Starting in the Middle Ages with the import of spices and luxury goods, such as “Turkey carpets”, trade between Britain and Ottoman Empire expanded over time, especially in the 18th and 19th centuries. Anatolia became a significant source of raw materials like cotton, foodstuffs like raisins and dried figs and tobacco. In the 19th century it became a significant market for British manufactures.
But it was only with the rule of Elizabeth I (1558–1603) that any concrete relation between the Ottoman Empire and England improved. With the innovation of the printing machine and the uptrend of literacy, the English folk had put faith in the authority of the printed word, in the information they received from books. Printed texts became prominent tools for distribution of knowledge, accurate and inaccurate.Histories were invested with an aura of veracity, and it is on the mixture of fact and stereotype supplied by these works that the fictional presence of the Turk in English literature was largely based.

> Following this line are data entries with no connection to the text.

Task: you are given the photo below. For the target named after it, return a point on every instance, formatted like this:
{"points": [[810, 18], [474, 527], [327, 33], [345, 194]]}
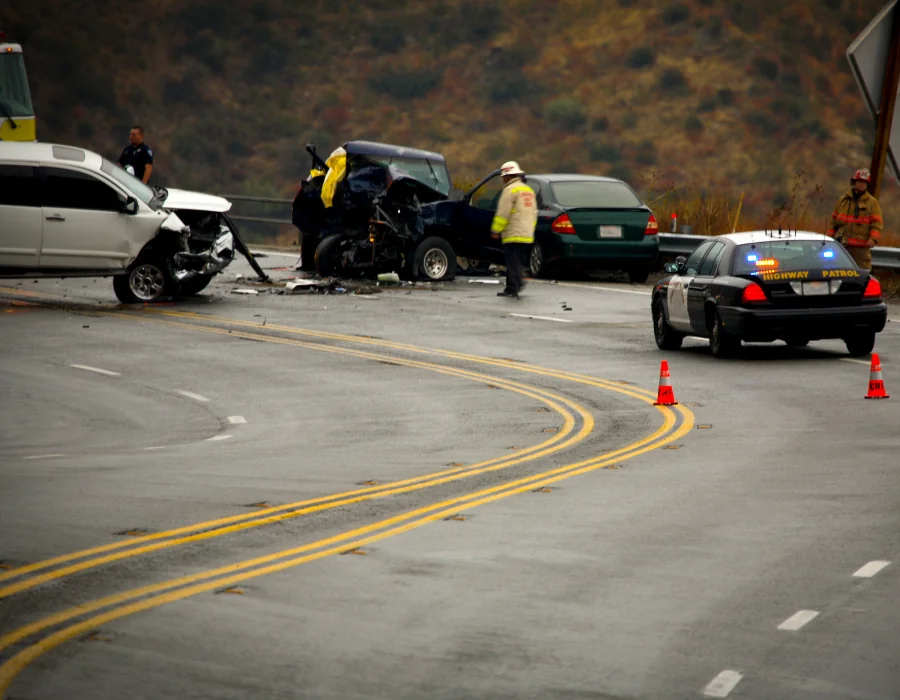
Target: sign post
{"points": [[886, 108], [874, 58]]}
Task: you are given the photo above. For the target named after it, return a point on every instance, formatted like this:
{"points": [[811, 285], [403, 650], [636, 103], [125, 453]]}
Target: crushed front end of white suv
{"points": [[68, 212]]}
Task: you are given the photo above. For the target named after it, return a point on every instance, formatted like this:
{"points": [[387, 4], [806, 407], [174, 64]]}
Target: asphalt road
{"points": [[435, 494]]}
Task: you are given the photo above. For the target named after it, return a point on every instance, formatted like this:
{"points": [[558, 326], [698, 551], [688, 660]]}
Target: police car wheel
{"points": [[667, 338], [861, 344], [721, 343]]}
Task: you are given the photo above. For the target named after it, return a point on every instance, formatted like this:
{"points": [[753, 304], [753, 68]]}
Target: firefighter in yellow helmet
{"points": [[856, 221], [514, 222]]}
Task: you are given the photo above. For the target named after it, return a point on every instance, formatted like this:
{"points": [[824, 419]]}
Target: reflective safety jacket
{"points": [[337, 171], [516, 215], [857, 220]]}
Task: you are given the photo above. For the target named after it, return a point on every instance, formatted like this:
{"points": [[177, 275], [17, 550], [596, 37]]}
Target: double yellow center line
{"points": [[120, 605]]}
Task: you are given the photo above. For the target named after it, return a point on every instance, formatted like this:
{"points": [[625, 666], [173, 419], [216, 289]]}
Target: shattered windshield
{"points": [[129, 182], [432, 173]]}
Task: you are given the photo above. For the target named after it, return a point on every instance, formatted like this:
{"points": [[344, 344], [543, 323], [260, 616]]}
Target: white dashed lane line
{"points": [[97, 370], [543, 318], [870, 569], [722, 685], [605, 289], [192, 395], [798, 620]]}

Christopher Marlowe, Shakespeare and Dryden used limited knowledge of material to produce their excessively negative images of the Turks. But 16th century images of the Turks were not all negative. Although they were always mentioned in texts as the ‘other’ or the enemy, their military strategies and nature of administration were much admired. As early as 1513 Machiavelli in The Prince praised the wisdom of Turkish rule, colonizing a conquered country to maintain direct rule: Shakespeare, writing at the same time, often employed the collective image of Turks as libidinous, tricky lechers. But, in common with Machiavelli, he too admits a sense of adoration for Turkish military prowess to spread. In Othello one of the senators of the Venetian state recognizes the strategic expertise of the Turks, saying that the Turks are most probably bent on conquest of Cyprus not Rhodes: ‘We must not think the Turk is so unskillful/ To leave that latest that which concerns him first.’